Mr. Banda, SC, therefore argued generally that the events could not have occurred in that time because, for example at the time of the alleged conversations the premises at BAT grounds had already been sold and the property company of the first defendant was not at a particular time a serious bidder of I Conforzi Ltd.  This argument is unimportant given that on the prosecution and the defence evidence there is no doubt as to the occurrence of the events.  In some respects there is evidence from both sides confirming that whatever dates it was that the events occurred, the events occurred sometime before the judge eventually recused himself.  Consequently, the question, a puzzling one why the judge continued to preside the case when these offers were made turns out on the chemistry and stamina of the judge.  The judge’s explanation for why he took long to report is that he thought the earlier overtures casual and never took them seriously.  Mr. Banda, SC, thinks that the crime, on this assessment of the judge of the first defendant’s overtures, never occurred.  The judge, however, subsequently took the matters, as he should have done, seriously.  Of course the judge opined that for an offence as grave as the one under consideration he should have reported the matter within 24 hours.  Mr. Kaphale and Mr. Banda, SC, want this court to take the judge on his words concerning the attitude of the judge to the allegation and the time the judge would have reported the matter. However important these statements are to the defence case, they are matters of opinion.  Opinions are not facts.  Except for expert opinion, the court never takes opinions from witnesses.  Opinions are matters for a judge.  There would be an affront to justice if in all cases, subject of course to limitation statutes and laches, the court refused to do justice because a witness for some reason never acted in the time he should.  There will be cases, and the present one is not one of them, where such tardiness for many reasons undermines justice and, in the interest of justice, the court should deprecate a witness who does not act promptly. 

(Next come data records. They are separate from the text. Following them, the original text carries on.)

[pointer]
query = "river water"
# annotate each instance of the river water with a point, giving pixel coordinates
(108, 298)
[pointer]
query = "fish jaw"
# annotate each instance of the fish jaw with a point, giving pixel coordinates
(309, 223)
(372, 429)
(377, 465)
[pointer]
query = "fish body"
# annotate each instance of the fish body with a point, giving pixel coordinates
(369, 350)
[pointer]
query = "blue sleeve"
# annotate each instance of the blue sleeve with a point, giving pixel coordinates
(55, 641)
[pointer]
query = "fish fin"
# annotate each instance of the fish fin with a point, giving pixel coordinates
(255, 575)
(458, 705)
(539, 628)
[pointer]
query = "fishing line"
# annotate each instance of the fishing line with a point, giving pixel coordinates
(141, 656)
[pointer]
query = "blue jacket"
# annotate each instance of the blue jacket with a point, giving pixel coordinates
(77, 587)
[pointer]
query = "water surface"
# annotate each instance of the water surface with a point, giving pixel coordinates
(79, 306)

On the whole therefore I find that the state has not established to the requisite standard the guilt of Mr. Suleman on the first count. The state has established the guilt of Mr. Suleman on the second count.  The state has not established to the requisite standard Mr. Suleman’s guilt on the third count as amended. I therefore acquit Mr. Suleman of the offence of corrupt practices with a public officer on the first and third counts.  I convict Mr. Suleman on the offence of corrupt practices with a public officer on the second count. Finally I find Mr. Osman guilty of the offence of corrupt practices with a public officer on the third count. I convict him accordingly.

Made in Open Court this 30th Day of March 2004.